They had brought federal surveillance experts in to observe the Orions, wanted to train other teams to get the same results, wanted to put a label on their black magic. Predictive coverage based on profile analysis, they wrote. Situational projections supporting discreet surveillance, they wrote. Anticipatory deployments determined by “route of march” balanced by mitigation of acceptable risk, they wrote.
Pretty much all nonsense, the Orions said. It was about developing a feeling, making a guess, taking a chance. The feds blinked at them. Think of it this way, said the sixty-eight-year-old team member who early in his career had tapped the GRU telephone exchange from the Berlin Tunnel. We’re an amoeba. You know, protoplasm, flexible, soft, stretching out ahead on either side, flowing along the edges. The experts smiled politely. How the hell do you put that in a field manual?
During street demonstrations, the experts looked for the Orions in the usual surveillance-team positions. They had disappeared. This isn’t coverage, the target has been left unobserved, where is the team? But when the rabbit arrived at the site, the Orions were waiting, parked in the neighborhood, in the park, at the crossroads, waiting so quietly that they didn’t see them. Crackpot ideas, alchemy, said the feds, thanks very much. They left the Orions to Benford.

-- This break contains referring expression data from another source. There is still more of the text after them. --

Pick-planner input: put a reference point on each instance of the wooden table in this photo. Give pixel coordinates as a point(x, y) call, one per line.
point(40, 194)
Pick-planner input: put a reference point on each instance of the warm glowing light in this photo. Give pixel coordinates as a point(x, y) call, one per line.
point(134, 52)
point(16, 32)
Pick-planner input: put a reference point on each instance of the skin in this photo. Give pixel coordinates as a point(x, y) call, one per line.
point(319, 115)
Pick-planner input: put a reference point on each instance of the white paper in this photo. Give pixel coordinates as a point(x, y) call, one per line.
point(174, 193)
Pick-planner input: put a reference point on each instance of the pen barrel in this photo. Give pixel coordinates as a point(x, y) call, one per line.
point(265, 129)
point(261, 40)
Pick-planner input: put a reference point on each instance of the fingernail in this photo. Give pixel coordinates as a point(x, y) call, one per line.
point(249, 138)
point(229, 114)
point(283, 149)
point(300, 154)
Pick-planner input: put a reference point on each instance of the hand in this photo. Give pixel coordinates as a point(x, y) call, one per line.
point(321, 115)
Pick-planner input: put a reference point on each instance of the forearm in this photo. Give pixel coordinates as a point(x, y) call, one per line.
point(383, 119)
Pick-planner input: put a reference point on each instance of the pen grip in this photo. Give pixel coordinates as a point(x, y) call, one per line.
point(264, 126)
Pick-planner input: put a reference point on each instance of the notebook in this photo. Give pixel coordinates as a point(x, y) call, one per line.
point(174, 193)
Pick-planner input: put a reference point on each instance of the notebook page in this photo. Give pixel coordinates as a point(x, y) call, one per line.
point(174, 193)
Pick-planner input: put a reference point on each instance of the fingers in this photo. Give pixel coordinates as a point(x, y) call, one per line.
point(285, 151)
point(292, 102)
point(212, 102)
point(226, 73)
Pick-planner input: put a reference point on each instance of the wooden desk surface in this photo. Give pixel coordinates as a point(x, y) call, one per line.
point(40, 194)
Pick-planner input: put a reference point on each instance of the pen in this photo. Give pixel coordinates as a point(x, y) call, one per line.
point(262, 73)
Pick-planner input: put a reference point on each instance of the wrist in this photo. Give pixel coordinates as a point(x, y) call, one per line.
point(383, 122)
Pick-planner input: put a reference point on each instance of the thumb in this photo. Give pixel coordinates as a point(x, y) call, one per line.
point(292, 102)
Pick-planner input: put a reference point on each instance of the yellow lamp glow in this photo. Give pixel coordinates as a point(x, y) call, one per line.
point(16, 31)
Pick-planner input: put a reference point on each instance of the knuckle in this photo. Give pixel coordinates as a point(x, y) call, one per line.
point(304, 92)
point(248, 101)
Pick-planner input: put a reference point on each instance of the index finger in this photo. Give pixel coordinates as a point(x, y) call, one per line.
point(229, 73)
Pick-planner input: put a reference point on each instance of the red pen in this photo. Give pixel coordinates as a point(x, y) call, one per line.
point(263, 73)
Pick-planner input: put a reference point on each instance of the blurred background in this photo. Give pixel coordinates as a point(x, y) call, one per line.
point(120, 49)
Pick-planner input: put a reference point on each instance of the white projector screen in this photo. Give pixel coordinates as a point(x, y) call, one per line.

So they began looking at Golov, and the assessment began. Quite a distinguished gentleman, still a proto-commie, smooth and unruffled. Get to know him, said Benford, and mind the CS team covering him. Stay loose, observe, stay invisible.
“All right,” Benford said, “it’s time to put Mr. Golov out of work for a while.” The next morning the FBI Gs were outside the embassy of the Russian Federation on Wisconsin Avenue, slumped in their Crown Vics, wearing Oakleys, with Bring it in their faces and two hundred fifty horses under their hoods.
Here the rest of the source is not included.